Solomonov recently delighted 30 guests at a cooking demonstration and dinner at DeGustibus Cooking School and culinary theater at Macy’s in Midtown Manhattan. During the 2 1/2-hour event, he prepared several dishes from the menu at Zahav. The restaurant’s offerings include the chef’s favorite aspects of the diverse cuisines in Israel, alongside Middle Eastern standards, such as hummus and tabbouleh.
The evening began with his signature nutty and earthy hummus, which was served along side three salatim or Israeli salads. There were beets with tehina, Bulgarian peppers, and twice- cooked eggplant.
Then came tuna carpaccio stuffed with tabbouleh, served aside harissa red pepper sauce. The tuna was followed by roasted lamb shoulder with pomegranate and Persian rice for the main course. The evening concluded with a truly exceptional “new school konafi” — a sophisticated version of an Israeli dessert made from shredded phyllo dough. The chocolate mascarpone-stuffed konafi was drizzled with a delicate kumquat syrup.
DeGustibus, as part of its Kosher Cadence series in May, will host New York-based kosher chefs Mike Gershkovich of Mike’s Italian Kitchen and Mike’s Bistro, as well as Jeff Nathan of Abigael’s. And for the first time DeGustibus will host a kosher knife skills class in June. For more information about the series or to register, visit the DeGustibus Web site.

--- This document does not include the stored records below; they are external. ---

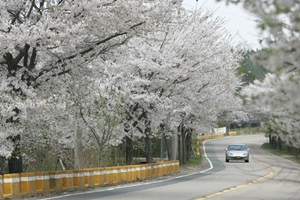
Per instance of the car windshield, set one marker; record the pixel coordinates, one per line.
(236, 148)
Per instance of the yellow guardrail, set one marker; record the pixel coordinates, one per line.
(14, 186)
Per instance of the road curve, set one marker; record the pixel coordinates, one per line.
(264, 177)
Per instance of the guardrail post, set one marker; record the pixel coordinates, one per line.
(11, 185)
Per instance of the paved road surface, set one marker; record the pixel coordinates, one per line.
(264, 177)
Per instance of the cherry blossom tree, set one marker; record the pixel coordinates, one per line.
(43, 41)
(183, 75)
(278, 94)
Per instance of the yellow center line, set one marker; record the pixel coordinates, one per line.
(270, 174)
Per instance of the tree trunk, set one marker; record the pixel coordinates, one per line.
(15, 164)
(78, 148)
(188, 145)
(129, 150)
(148, 150)
(183, 138)
(174, 144)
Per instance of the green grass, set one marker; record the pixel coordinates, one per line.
(283, 153)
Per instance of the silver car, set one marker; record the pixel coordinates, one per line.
(237, 152)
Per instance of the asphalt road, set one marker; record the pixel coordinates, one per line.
(264, 177)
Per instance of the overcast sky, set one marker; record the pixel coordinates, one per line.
(240, 23)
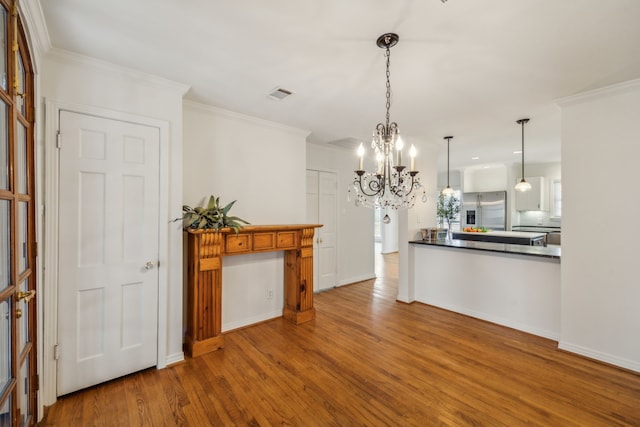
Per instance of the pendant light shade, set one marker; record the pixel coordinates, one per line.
(523, 185)
(447, 191)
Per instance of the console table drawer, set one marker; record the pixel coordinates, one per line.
(264, 241)
(287, 239)
(235, 243)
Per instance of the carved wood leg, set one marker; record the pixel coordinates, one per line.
(298, 280)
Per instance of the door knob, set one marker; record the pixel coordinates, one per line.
(26, 296)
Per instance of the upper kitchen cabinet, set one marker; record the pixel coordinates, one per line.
(534, 199)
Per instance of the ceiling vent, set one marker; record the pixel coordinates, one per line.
(279, 94)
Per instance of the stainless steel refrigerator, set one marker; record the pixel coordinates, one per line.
(485, 209)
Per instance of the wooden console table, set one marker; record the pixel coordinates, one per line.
(205, 249)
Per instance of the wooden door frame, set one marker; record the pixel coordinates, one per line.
(49, 314)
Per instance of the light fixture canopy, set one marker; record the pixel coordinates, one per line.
(523, 185)
(448, 191)
(392, 185)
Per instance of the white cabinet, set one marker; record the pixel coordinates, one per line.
(534, 199)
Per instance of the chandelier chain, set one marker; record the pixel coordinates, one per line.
(388, 105)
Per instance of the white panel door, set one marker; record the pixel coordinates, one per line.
(312, 218)
(108, 277)
(322, 188)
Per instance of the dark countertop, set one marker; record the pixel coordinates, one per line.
(539, 251)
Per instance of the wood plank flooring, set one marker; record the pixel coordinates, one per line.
(367, 360)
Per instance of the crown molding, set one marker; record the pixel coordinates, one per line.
(238, 116)
(64, 57)
(35, 28)
(603, 92)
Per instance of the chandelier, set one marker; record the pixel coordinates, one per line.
(392, 185)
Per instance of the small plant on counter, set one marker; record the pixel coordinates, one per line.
(213, 216)
(448, 209)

Michael Solomonov’s Hummus-Tehina (Serves 6) 1 lb. dry chickpeas 1 tbsp.baking soda 1 whole head of garlic with the skin on, plus one clove with the germ removed 2 oz. fresh-squeezed lemon juice 12 oz. unhulled sesame paste 4 oz. grapeseed oil Kosher salt Ground cumin, to taste Extra virgin olive oil (preferably from Turkey or Israel) 1/4 cup Italian parsley, chopped Paprika (preferably sweet, smoked Spanish paprika) (1) Cover the chickpeas and baking soda with at least double their volume of water and soak, refrigerated, for 18 hours. Drain the chickpeas and rinse thoroughly in cold water. (2) Place the chickpeas in a large pot with the whole head of garlic and cover with water. Bring the water to a boil and reduce the heat to low. Simmer the chickpeas over low heat for approximately three hours, or until very tender. Drain the chickpeas, reserving one cup of the cooking liquid. Discard the garlic bulb. (3) In the bowl of a food processor, add the sesame paste and the cooked chickpeas. Purée the mixture with the grapeseed oil and lemon juice, adding enough reserved cooking liquid to achieve a smooth, creamy consistency. (4) Season to taste with kosher salt and ground cumin. Garnish with extra virgin olive oil, chopped parsley and paprika.